Bediüzzaman Haftası münasebetiyle KÖPRÜDER’in organize ettiği panel Gebze’de büyük ilgi gördü. Panele Dr. Vehbi Karakaş, Araştırmacı-Yazar İbrahim Kaygusuz, Araştırmacı-Yazar Hüseyin Yılmaz ve Hukukçu-Yazar Nihat Derindere katıldı. Panelin konusu ise “Yüz Yıllık Demokrasi Serüvenimiz ve Bediüzzaman”dı.
Açılış konuşmasını KÖPRÜDER Yönetim Kurulu Başkanı Hüseyin Saraç yaptı. KÖPRÜDER’in, her zaman olduğu gibi gönüllere köprü kurmaya devam ettiğini belirten Saraç, “Maziyi atiye taşımaya çalışıyor. Geçmişle gelecek arasında köprü kurarak karınca kararınca üstüne düşeni yapmaya çalışıyor. Toplumsal değerlerimizi, model insanlarımızı tanıtarak; toplumumuzun dertleriyle dertlenerek, güzel bir gelecek inşa etmek için çaba sarf ediyor” dedi..
Panelistlerden Vehbi Karakaş ise: “İnsanlığın yeisini parçalayan, müreffeh bir atmosfere taşıyan Bediüzzaman’ı anlatmaya çalışacağını belirterek şunları kaydetti:
“Bediüzzaman Peygamber ahlâklı ve Ebubekir meşrepli idi. Kur’ânımız yeryüzünde cemaatsiz kalırsa cenneti de istemem orası da bana zindan olur.
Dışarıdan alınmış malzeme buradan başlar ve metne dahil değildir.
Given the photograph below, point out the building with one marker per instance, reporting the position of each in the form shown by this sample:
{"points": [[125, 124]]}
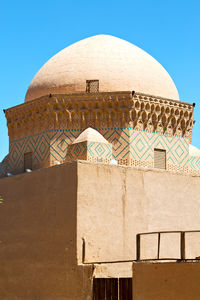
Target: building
{"points": [[109, 143]]}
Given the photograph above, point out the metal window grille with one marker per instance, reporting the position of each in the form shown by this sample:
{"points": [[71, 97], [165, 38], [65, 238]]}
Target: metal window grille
{"points": [[92, 86], [159, 158], [28, 158]]}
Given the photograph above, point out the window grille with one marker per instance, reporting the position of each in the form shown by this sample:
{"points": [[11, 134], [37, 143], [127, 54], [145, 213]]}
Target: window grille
{"points": [[159, 158], [28, 158], [92, 86]]}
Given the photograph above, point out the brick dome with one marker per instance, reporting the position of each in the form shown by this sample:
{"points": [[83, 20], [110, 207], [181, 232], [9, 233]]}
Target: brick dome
{"points": [[117, 64]]}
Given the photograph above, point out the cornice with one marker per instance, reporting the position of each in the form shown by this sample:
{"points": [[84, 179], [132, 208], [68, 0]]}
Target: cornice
{"points": [[127, 109]]}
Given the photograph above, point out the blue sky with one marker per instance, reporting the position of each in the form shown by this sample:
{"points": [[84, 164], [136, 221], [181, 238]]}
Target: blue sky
{"points": [[31, 32]]}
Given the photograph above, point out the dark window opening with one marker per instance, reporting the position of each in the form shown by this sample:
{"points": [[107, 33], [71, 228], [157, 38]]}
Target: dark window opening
{"points": [[160, 159], [92, 86], [28, 157], [112, 289]]}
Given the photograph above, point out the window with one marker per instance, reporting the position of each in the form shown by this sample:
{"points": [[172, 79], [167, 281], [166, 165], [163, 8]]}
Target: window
{"points": [[112, 289], [92, 86], [159, 159], [28, 161]]}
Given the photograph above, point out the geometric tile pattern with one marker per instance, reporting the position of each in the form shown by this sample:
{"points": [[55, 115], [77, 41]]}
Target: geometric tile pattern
{"points": [[129, 146], [142, 146]]}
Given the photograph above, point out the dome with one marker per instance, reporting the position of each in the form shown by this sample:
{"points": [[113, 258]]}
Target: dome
{"points": [[194, 151], [90, 135], [117, 64]]}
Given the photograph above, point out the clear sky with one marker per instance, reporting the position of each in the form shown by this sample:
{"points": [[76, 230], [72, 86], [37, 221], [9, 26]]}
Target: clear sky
{"points": [[31, 32]]}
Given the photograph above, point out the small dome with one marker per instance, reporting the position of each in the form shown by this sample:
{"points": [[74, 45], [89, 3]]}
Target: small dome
{"points": [[117, 64], [194, 151], [90, 135]]}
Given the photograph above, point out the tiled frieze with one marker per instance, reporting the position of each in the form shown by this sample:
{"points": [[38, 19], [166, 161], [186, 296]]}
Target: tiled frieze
{"points": [[142, 144]]}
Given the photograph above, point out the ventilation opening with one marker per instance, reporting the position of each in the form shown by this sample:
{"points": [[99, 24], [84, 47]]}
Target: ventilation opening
{"points": [[160, 159], [28, 158], [112, 289], [92, 86]]}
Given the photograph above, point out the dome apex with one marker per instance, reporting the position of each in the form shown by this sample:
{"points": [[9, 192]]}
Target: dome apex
{"points": [[117, 64]]}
Milletimizin imanını selâmette görürsem cehennemin alevleri içinde yanmaya razıyım, çünkü vücudum yanarken gönlüm gül gülistan olur’ diyen bir dâvâ adamıydı. Milletin imanını kurtarmaya gönül vermiş ve tek gayesi bu olmuş bir dâvâ adamıdır.”
Konuşmacılardan Hüseyin Yılmaz da,: meşrutiyetin ‘şart’tan geldiğini hatırlatarak meşrutiyetin tarihini anlattı.
Bediüzzaman’ın meşrutiyet havarisi olarak bu tarihte karşımıza çıktığını ifade eden Yılmaz, “Devleti ebed-müddet kılacak olan meşrutiyettir” dedi. Yılmaz, bu gün cumhuriyetin de demokrasinin de gerçek anlamıyla uygulanmadığına değinerek, “Demokrasimiz için bu yüz kızartıcı bir durumdur” diye konuştu.
Konuşmacılardan İbrahim Kaygusuz da, Osmanlı’yı meşrutiyete zorlayan iç ve dış sebepleri anlattıktan sonra, Osmanlı’daki fikir akımlarını aktardı. Kaygusuz, “Bediüzzaman meşrutiyet fikrini savunuyordu. Fakat uygulamalardaki yanlışlıkları ve aydınların gruplaşarak fikir ayrılıklarına düştüğünü gördü. Bunların çekişmelerine, bir yarar sağlamayacağını düşünerek katılmadı. Bütün ömrünü Kur’ân ve iman hizmetine adadı” şeklinde konuştu..
Son konuşmacı Nihat Derindere ise şunları söyledi:
“Tarihî ayrıntıları bir kenara bırakarak günümüze dönelim. Bu gün demokrasimizi geliştirmenin çareleri üzerinde düşünmemiz gerekir. Bediüzzaman ve talebeleri hiçbir menfi harekete katılmadığı gibi destek dahi vermemiştir. Her zaman müspet hareket etme gerektiğini vurgulamıştır”
Derindere, demokrasinin tam olarak oturması için adalet, meşveret, hukukun üstünlüğü yani herkesin kanun önünde eşit olması gerektiğini söyleyerek sözlerine son verdi.